The Coast Guard has hired a contractor to clean and repair a rat-infested fishing vessel even after Sen. Mark Begich, D-Alaska, urged that the rogue ship be instead sunk.
The contractor will tow the Bangun Perkasa out to sea from Dutch Harbor, NBC affiliate KTUU reported Wednesday. Traps and poison will be used on the rats.
On Tuesday, Begich wrote to the Coast Guard's commandant, saying that sinking the Bangun Perkasa would send a clear signal that "pirate" fishing is unacceptable to the United States, and won't be tolerated.

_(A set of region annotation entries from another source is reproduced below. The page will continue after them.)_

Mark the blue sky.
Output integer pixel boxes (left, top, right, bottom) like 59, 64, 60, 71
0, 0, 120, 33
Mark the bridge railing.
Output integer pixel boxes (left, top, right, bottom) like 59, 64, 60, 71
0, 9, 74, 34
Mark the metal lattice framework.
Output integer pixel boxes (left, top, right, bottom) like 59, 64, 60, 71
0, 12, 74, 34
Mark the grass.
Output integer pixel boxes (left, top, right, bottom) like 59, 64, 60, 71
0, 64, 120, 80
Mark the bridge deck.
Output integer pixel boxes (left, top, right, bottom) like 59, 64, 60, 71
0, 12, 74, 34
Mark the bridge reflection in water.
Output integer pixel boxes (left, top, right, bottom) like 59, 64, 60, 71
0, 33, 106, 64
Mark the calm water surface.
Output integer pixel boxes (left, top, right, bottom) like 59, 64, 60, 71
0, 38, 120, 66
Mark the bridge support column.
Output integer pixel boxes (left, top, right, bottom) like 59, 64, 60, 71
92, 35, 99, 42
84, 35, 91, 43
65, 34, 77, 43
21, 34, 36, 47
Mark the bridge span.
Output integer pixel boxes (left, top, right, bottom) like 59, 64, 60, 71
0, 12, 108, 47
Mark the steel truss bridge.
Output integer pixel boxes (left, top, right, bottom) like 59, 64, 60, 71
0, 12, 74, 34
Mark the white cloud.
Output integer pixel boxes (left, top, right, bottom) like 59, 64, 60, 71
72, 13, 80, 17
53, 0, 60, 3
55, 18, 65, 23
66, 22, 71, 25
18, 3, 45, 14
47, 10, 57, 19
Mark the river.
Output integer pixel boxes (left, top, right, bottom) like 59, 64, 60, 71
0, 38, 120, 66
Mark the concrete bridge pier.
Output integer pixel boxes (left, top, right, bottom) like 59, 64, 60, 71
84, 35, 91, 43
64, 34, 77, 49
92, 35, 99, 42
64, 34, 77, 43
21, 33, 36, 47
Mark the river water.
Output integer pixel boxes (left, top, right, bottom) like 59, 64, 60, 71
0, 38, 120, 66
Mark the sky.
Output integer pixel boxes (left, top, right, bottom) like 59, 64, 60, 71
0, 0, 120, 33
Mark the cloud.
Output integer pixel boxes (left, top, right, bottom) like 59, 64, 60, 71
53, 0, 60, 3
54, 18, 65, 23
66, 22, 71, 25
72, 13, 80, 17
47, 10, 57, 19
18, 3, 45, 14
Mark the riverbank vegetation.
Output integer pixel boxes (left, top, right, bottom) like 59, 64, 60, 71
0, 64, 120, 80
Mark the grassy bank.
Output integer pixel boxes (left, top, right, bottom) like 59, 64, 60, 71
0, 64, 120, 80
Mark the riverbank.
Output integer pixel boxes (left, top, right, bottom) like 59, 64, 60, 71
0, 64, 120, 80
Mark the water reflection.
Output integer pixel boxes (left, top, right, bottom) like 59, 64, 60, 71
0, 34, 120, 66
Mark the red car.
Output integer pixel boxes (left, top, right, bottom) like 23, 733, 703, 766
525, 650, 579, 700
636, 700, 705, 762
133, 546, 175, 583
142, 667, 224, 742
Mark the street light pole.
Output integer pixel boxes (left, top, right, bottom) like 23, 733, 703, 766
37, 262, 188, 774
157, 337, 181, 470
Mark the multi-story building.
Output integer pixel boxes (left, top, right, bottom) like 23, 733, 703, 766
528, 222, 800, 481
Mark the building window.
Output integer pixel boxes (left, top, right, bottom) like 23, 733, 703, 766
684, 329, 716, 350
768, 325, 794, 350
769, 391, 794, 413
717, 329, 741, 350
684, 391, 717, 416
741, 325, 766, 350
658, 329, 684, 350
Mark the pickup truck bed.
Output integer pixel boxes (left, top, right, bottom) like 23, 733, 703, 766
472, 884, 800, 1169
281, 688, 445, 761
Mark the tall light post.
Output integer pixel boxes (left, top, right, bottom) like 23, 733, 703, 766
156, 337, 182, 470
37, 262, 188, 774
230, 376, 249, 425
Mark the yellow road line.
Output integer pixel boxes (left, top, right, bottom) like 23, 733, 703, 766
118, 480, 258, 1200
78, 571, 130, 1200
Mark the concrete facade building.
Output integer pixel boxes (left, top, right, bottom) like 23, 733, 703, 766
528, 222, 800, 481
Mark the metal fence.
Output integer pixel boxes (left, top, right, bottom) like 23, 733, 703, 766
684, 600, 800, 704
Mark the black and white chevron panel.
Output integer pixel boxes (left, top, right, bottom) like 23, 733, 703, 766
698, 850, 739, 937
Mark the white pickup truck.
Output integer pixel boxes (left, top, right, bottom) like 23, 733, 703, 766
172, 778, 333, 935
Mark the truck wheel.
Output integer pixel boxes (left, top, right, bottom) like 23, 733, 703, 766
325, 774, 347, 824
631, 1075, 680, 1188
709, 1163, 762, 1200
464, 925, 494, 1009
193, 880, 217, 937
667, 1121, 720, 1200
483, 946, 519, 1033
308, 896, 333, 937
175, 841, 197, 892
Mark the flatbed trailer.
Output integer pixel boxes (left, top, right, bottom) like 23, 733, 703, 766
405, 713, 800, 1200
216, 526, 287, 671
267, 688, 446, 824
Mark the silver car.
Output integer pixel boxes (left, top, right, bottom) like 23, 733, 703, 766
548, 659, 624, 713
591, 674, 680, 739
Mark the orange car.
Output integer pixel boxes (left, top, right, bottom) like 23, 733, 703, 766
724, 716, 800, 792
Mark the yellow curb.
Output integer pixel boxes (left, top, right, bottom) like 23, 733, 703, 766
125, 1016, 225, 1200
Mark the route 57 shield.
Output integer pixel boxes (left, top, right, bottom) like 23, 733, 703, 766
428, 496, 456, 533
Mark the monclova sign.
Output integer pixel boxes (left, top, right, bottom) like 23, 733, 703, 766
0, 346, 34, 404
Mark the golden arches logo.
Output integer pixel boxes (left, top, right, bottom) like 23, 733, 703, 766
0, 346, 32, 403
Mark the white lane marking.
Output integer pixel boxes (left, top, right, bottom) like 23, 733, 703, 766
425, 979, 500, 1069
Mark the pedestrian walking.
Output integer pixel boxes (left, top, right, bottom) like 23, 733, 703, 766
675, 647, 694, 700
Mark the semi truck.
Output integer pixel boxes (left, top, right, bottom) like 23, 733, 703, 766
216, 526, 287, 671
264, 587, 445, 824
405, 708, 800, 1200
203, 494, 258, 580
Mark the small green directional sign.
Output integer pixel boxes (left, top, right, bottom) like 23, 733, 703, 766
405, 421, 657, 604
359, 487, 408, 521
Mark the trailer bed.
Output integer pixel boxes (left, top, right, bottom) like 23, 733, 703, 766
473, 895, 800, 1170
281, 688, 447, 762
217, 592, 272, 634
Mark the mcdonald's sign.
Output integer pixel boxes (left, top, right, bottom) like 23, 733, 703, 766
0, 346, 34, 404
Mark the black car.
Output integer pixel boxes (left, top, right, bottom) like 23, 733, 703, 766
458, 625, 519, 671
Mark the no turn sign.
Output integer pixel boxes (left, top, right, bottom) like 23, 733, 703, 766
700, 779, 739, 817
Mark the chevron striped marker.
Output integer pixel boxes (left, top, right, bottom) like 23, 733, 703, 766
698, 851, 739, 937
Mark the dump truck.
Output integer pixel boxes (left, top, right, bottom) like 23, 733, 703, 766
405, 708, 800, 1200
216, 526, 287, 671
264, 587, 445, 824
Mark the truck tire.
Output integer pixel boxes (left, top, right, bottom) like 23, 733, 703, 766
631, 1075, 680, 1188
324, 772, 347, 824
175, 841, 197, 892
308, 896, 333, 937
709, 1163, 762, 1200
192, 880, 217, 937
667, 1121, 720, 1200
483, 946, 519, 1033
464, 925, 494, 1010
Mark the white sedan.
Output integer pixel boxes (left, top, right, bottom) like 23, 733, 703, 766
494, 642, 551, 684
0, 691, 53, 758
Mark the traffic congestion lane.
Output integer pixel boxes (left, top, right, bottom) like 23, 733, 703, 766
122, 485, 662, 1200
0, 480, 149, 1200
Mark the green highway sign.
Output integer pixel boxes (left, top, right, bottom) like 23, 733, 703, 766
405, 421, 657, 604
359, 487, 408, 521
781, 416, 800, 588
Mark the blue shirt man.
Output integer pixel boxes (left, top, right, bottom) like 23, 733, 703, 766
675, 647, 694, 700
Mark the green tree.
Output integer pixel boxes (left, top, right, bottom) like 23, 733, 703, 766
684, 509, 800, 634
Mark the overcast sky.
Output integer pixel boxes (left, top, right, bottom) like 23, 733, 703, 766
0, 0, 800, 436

A Coast Guard spokeswoman in Alaska, Sara Francis, said a decision about what to do with the vessel would be made by NOAA Fisheries. A spokeswoman for that agency, Julie Speegle, said the options for how best to deal with the vessel likely wouldn't be discussed until it is brought to shore and a survey — evaluating such things as whether the ship is sea-worthy or of any value — has been completed.
The Coast Guard seized the vessel Sept. 7, about 2,600 miles southwest of Kodiak, after receiving a report that the vessel was fishing illegally with a drift net. The crew initially claimed the ship was from Indonesia, but Francis said Indonesian officials denied that.
Authorities reported finding 30 tons of squid and 30 shark carcasses on board. They also found evidence of rats. State law prevents ships with rats from entering Alaska waters. The vessel was brought three miles off Dutch Harbor Sunday.
On Monday, the 22 crew members were removed and flown to Anchorage, where federal authorities planned to question them. Francis said rat eradication efforts have since gotten under way. Plans call for using traps and poison.
Begich, in his letter, said he's concerned the eradication efforts won't be totally effective. He outlined a number of steps that should be taken before "scuttling" the vessel, including providing public notice to the ship's owner to reclaim it and pay any fines and expenses associated with its seizure.
He said fuel and other contaminants should be removed, along with as many rats as possible, and illegal driftnets and other debris should go down with the ship.
"The hulk should be towed far offshore, well beyond the rats' ability to swim, and then the Coast Guard should open fire," the Democrat wrote.
Sinking the boat would keep "the rust bucket from ending up back on the market where it most likely will fall into the hands of some other pirate," Begich said.
Using it for "gunnery practice" would also demonstrate the firepower of the Coast Guard's National Security cutters, he said.
Francis said that as far as she knows, the catch remained on the vessel. She said normally, when the Coast Guard seizes a vessel, the catch and ship are turned over to NOAA Fisheries.